Alfa Laval Reports Q3 2025 Results with Declining Order Intake and Increased Net Sales

Alfa Laval AB Q3 2025 Interim Report Overview



Key Highlights


In its interim report for the third quarter of 2025, Alfa Laval AB (publ) presented a mixed bag of results. The company reported an order intake of SEK 16.6 billion, representing a reduction of 13% compared to the previous year, with organic orders dropping by 10%. Conversely, net sales increased by 6%, reaching SEK 17.2 billion, buoyed by an 8% organic growth component.

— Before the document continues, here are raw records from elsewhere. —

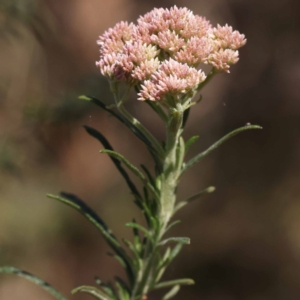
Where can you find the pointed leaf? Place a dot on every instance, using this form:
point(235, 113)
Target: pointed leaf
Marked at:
point(46, 286)
point(185, 117)
point(182, 240)
point(172, 225)
point(190, 142)
point(174, 290)
point(181, 204)
point(183, 281)
point(137, 132)
point(134, 170)
point(96, 293)
point(96, 134)
point(141, 228)
point(157, 108)
point(200, 156)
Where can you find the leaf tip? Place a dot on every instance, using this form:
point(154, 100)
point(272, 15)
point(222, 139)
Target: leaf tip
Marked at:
point(211, 189)
point(85, 98)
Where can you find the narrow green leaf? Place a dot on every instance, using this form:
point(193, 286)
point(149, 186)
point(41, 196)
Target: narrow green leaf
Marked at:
point(93, 217)
point(168, 258)
point(157, 108)
point(150, 177)
point(134, 170)
point(181, 204)
point(46, 286)
point(185, 117)
point(183, 281)
point(190, 142)
point(136, 131)
point(96, 293)
point(107, 288)
point(174, 252)
point(96, 134)
point(180, 152)
point(122, 292)
point(133, 250)
point(118, 258)
point(182, 240)
point(200, 156)
point(174, 290)
point(172, 225)
point(119, 117)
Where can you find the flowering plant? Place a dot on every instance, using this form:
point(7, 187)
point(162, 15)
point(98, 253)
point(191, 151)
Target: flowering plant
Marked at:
point(160, 58)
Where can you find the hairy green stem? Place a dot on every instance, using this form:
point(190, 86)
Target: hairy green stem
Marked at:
point(169, 177)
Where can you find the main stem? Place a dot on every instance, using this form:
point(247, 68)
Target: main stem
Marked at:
point(169, 177)
point(169, 180)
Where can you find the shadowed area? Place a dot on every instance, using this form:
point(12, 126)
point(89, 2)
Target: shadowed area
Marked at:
point(245, 237)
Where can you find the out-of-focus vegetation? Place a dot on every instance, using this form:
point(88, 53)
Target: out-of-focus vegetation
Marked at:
point(245, 237)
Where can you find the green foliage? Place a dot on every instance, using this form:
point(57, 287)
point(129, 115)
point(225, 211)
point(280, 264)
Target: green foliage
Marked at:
point(46, 286)
point(146, 257)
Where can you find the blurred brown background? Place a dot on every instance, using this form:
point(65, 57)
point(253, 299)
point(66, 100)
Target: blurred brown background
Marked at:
point(245, 236)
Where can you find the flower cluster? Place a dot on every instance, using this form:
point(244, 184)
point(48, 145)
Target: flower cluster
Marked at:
point(162, 53)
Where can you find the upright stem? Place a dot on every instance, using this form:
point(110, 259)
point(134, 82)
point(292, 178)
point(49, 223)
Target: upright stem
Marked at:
point(169, 177)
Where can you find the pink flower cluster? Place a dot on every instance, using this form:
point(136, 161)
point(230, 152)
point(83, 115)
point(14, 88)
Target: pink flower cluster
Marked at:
point(162, 53)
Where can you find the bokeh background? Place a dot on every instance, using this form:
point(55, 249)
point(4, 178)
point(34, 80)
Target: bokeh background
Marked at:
point(245, 236)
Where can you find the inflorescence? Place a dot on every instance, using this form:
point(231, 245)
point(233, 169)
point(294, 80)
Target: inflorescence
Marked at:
point(161, 55)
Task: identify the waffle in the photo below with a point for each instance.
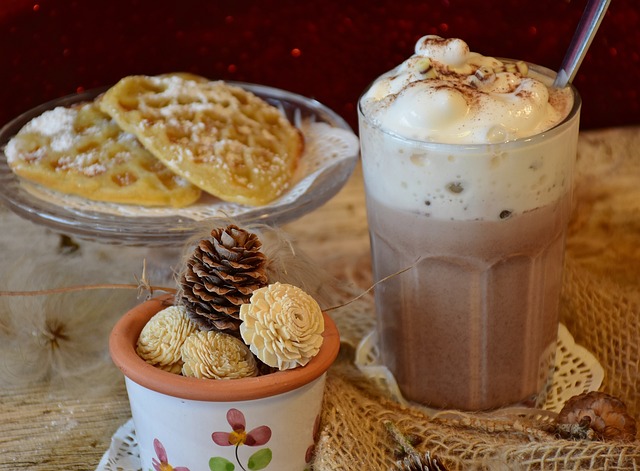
(82, 151)
(221, 138)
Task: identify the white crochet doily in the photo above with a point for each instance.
(576, 370)
(325, 147)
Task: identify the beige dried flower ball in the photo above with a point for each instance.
(162, 337)
(216, 355)
(282, 325)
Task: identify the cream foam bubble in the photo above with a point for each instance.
(451, 95)
(452, 134)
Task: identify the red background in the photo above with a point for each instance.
(329, 49)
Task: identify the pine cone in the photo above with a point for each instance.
(221, 275)
(596, 415)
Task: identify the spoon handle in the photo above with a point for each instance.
(589, 23)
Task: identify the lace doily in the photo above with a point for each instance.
(326, 146)
(576, 370)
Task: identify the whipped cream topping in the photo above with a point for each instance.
(446, 93)
(452, 134)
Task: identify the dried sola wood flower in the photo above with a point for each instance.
(282, 325)
(162, 337)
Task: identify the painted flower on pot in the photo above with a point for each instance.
(162, 462)
(238, 437)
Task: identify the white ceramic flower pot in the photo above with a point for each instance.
(267, 422)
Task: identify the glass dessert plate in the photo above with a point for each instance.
(330, 155)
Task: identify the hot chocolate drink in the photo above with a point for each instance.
(468, 166)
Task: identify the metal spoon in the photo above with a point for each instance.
(589, 23)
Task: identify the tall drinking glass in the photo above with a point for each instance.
(472, 324)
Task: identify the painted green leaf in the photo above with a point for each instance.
(260, 459)
(218, 463)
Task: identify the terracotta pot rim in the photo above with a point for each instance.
(122, 346)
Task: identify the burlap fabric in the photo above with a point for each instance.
(601, 308)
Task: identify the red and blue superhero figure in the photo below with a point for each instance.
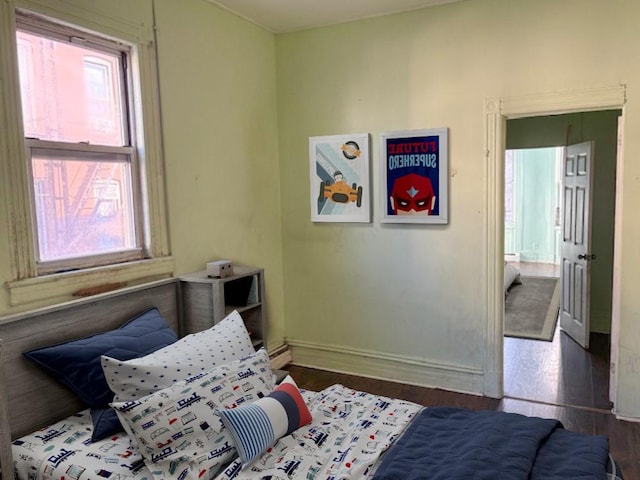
(412, 194)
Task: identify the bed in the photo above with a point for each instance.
(231, 421)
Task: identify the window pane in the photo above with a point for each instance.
(83, 206)
(72, 93)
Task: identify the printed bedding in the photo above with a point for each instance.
(349, 433)
(206, 407)
(346, 437)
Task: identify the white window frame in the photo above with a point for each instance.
(27, 285)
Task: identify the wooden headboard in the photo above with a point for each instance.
(30, 398)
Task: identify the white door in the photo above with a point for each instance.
(576, 240)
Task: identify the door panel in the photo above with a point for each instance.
(574, 311)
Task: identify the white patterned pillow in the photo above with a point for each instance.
(177, 429)
(132, 379)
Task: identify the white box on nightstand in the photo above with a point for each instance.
(219, 269)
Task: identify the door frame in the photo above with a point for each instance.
(497, 111)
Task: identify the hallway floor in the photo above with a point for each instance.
(559, 372)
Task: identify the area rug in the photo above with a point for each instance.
(531, 308)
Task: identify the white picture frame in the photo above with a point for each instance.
(414, 176)
(339, 178)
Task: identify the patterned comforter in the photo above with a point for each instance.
(349, 433)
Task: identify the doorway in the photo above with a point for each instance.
(560, 372)
(497, 113)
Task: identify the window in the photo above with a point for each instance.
(88, 191)
(79, 147)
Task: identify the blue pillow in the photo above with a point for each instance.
(76, 364)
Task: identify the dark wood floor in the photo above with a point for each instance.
(558, 381)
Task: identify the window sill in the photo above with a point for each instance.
(61, 285)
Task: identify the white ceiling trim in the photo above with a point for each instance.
(284, 16)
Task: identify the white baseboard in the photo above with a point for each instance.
(394, 368)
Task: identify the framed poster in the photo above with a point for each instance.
(414, 186)
(339, 178)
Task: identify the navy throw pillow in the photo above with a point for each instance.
(76, 364)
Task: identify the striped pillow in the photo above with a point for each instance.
(257, 426)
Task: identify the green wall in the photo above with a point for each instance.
(413, 299)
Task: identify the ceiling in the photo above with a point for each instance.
(282, 16)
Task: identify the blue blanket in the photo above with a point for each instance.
(453, 443)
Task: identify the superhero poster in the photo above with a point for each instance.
(339, 178)
(414, 183)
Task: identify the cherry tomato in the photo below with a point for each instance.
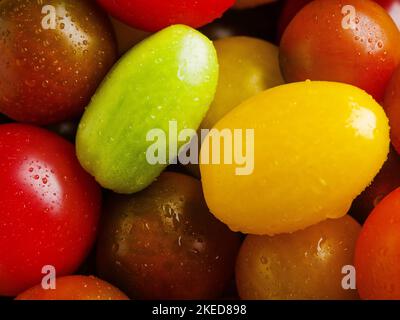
(306, 264)
(291, 7)
(75, 288)
(352, 41)
(385, 182)
(243, 4)
(127, 37)
(163, 243)
(391, 105)
(49, 207)
(154, 15)
(377, 255)
(54, 55)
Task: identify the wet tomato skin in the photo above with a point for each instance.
(387, 180)
(163, 243)
(49, 207)
(75, 288)
(377, 254)
(54, 55)
(154, 15)
(316, 46)
(291, 7)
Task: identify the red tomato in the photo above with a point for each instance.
(391, 104)
(291, 7)
(350, 41)
(387, 180)
(377, 255)
(154, 15)
(49, 207)
(54, 54)
(75, 288)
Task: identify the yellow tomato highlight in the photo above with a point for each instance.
(247, 66)
(317, 145)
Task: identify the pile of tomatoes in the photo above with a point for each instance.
(85, 215)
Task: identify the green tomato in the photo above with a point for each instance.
(169, 77)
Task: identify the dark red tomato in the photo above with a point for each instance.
(291, 7)
(75, 288)
(377, 255)
(154, 15)
(385, 182)
(163, 243)
(53, 56)
(49, 207)
(350, 41)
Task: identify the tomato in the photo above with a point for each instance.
(154, 15)
(306, 264)
(162, 84)
(385, 182)
(247, 66)
(377, 255)
(243, 4)
(127, 37)
(291, 7)
(317, 145)
(391, 104)
(66, 129)
(75, 288)
(325, 42)
(162, 243)
(49, 207)
(54, 55)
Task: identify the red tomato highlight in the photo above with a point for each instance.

The adjusted EBITA also showcased a promising uptrend, increasing 14% to SEK 3.2 billion, resulting in an EBITA margin of 18.4%. However, cash flow from operating activities saw a decline, amounting to SEK 2.2 billion compared to SEK 3.7 billion from the previous reporting period. The company's earnings per share also rose, reported at SEK 5.53, up from SEK 4.77 in Q3 2024.

Financial Summary


Third Quarter Results


  • - Order Intake: SEK 16,555 million (down from SEK 18,927 million)
  • - Net Sales: SEK 17,244 million (up from SEK 16,208 million)
  • - Adjusted EBITA: SEK 3,180 million (up from SEK 2,800 million)
  • - Adjusted EBITA Margin: 18.4% (from 17.3%)
  • - Net Income: SEK 2,303 million (compared to SEK 1,983 million)
  • - Cash Flow from Operating Activities: SEK 2,206 million (down from SEK 3,924 million)

Year-to-Date Overview (First Nine Months)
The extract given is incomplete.